DES MOINES -- Stone State Park will get its own full-time park ranger, under the reorganization plan for the state parks unveiled to Iowa lawmakers Tuesday.
Dr. Al Farris, interim parks division administrator, told the Iowa House Natural Resources Committee Tuesday that the state's current four districts will be expanded to six and that each major park will have its own park manager and a ranger. Some properties may share one or the other but most will have their own.
"But how many areas are affected is going to depend on how much money is in the budget," Farris told lawmakers. "You can't do the same job you were doing two years ago with $750,000 less."
Under the plan, each district will have a supervisor who will oversee the parks within the area. It also calls for the elimination of the park superintendent position, reducing the management and supervisory staff within the division. That will allow them to increase the number of park rangers and park managers. It will move the division from a 4-to-1 supervisory ratio to a 12.9-to-1 ratio, which will put more staff in the field, a move similar to other reorganization plans by state government, Farris said.
Reducing supervisors and putting rangers and park managers in each park will reduce the travel between parks. Park managers will be responsible for physical facilities; rangers will be responsible for law enforcement within the parks and for maintaining public safety.
"It's good news for Stone Park," said Rep. Steve Warnstadt, D-Sioux City, who has been one of the area lawmakers talking with the DNR about the need for a full-time ranger at Stone State Park.
The driving cause of the reorganization is the state's budget cuts. Last year, lawmakers appropriated $500,000 less for the Department of Natural Resources; the 4.3 percent budget cut put into effect Nov. 1 cut the DNR by another $250,000.
That's cut part-time jobs within the DNR as well, Farris said. He said he was committed to reducing part-time hours completely before reducing any full-time positions. Part-time help in the parks, which is used to maintain them, cost $1.4 million last year; during the current fiscal year, the DNR will spend $1 million.

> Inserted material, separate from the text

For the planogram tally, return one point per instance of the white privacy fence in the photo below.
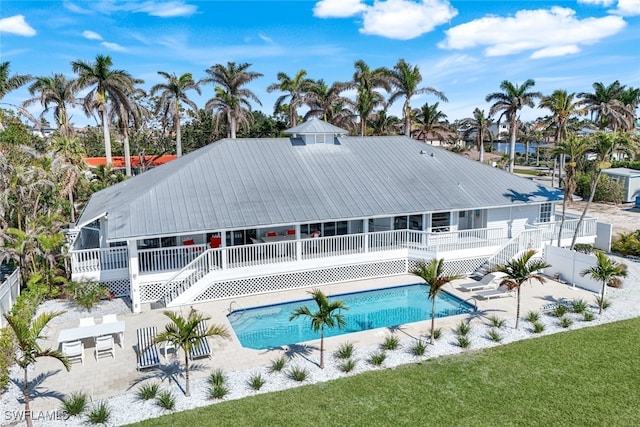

The DNR has already announced the new openings for district managers and will be interviewing candidates for the two new spots Tuesday. They're not yet certain exactly how to phase out the park superintendents, many of whom will return to ranger or manager positions.
"There will be some loss of salary for those folks," Farris said.
Kevin Pape of Sioux City is a park superintendent. The Sioux City Journal was unable to reach him Tuesday for comment.
Farris said keeping the superintendent positions would run counter to the objectives of reducing supervisory personnel.
"My objective is to accomplish this with the least pain possible," he said.
The park manager will live in the park for which he or she is responsible. In cases where there is a ranger currently living in the property, he or she will be asked to find alternative housing or will be paying a "reasonable rent," Farris said. Managers do not pay rent because they are required to live in the houses.
A few lawmakers on the committee suggested that parks which generate revenue should be allowed to use that revenue on the property. But Farris pointed out that would create a situation where one park might have 12 staff members and modern equipment while another park would have no staff and no equipment.